Prashant Meharchandani, Adv. & Abhivadya Sood, Adv. for the Petitioner. T.K. Joshi, Sr. Standing Counsel Assisted By Vikram Bali, Junior Standing Counsel for the Respondent.

Prashant Meharchandani, Adv. & Abhivadya Sood, Adv. for the Petitioner. T.K. Joshi, Sr. Standing Counsel Assisted By Vikram Bali, Junior Standing Counsel for the Respondent.

Income Tax

Prashant Meharchandani, Adv. & Abhivadya Sood, Adv. for the Petitioner. T.K. Joshi, Sr. Standing Counsel Assisted By Vikram Bali, Junior Standing Counsel for the Respondent.

Reply on behalf of respondent No.1 has been filed with the advance copy supplied to the counsel for the petitioner. The same is taken on record. Registry is directed to tag the same at appropriate place.
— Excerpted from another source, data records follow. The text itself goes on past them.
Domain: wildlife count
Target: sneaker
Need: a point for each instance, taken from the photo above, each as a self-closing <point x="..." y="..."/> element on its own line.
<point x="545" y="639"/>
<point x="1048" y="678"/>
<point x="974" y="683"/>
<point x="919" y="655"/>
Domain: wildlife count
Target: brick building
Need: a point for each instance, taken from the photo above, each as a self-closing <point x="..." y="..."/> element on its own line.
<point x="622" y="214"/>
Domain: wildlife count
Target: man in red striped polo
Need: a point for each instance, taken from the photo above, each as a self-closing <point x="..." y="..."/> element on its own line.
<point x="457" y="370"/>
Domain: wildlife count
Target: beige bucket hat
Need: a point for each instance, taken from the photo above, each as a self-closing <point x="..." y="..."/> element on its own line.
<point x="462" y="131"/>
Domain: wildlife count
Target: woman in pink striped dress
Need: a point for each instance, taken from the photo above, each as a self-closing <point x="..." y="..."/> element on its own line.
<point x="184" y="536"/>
2. The petitioner has approached this Court by way of present writ petition under Article 226 of the Constitution of India praying for grant of writ in the nature of mandamus seeking directions to respondent No.1 to refund the amount deposited by the petitioner in compliance of the condition imposed by Income Tax Appellate Tribunal (hereinafter referred to as 'ITAT').
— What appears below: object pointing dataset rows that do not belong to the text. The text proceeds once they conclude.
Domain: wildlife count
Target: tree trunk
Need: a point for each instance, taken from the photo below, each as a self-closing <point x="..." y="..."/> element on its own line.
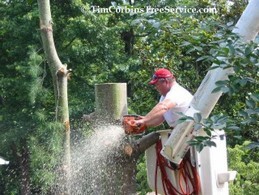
<point x="60" y="75"/>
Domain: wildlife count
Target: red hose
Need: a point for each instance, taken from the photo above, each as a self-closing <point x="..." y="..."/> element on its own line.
<point x="188" y="175"/>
3. The assessee is a company incorporated under the provisions of Companies Act, 1956. For the assessment year 2009-10, the assessee filed returned income of INR 55,62,46,132 and claimed refund of INR 8,00,03,940. The case was picked for scrutiny assessment. Draft assessment order under Section 143(3) (of Income Tax Act, 1961) read with Section 144C (of Income Tax Act, 1961) (hereinafter referred to as 'Act') was passed on 28.02.2013 (Annexure P-3), whereby the income of the petitioner was assessed at INR 137,83,95,032. The petitioner objected to the same before Dispute Resolution Panel (DRP). DRP confirmed the additions made in the draft assessment order resulting in the final assessment order under Section 143(3) (of Income Tax Act, 1961) dated 18.12.2013 (Annexure P-5).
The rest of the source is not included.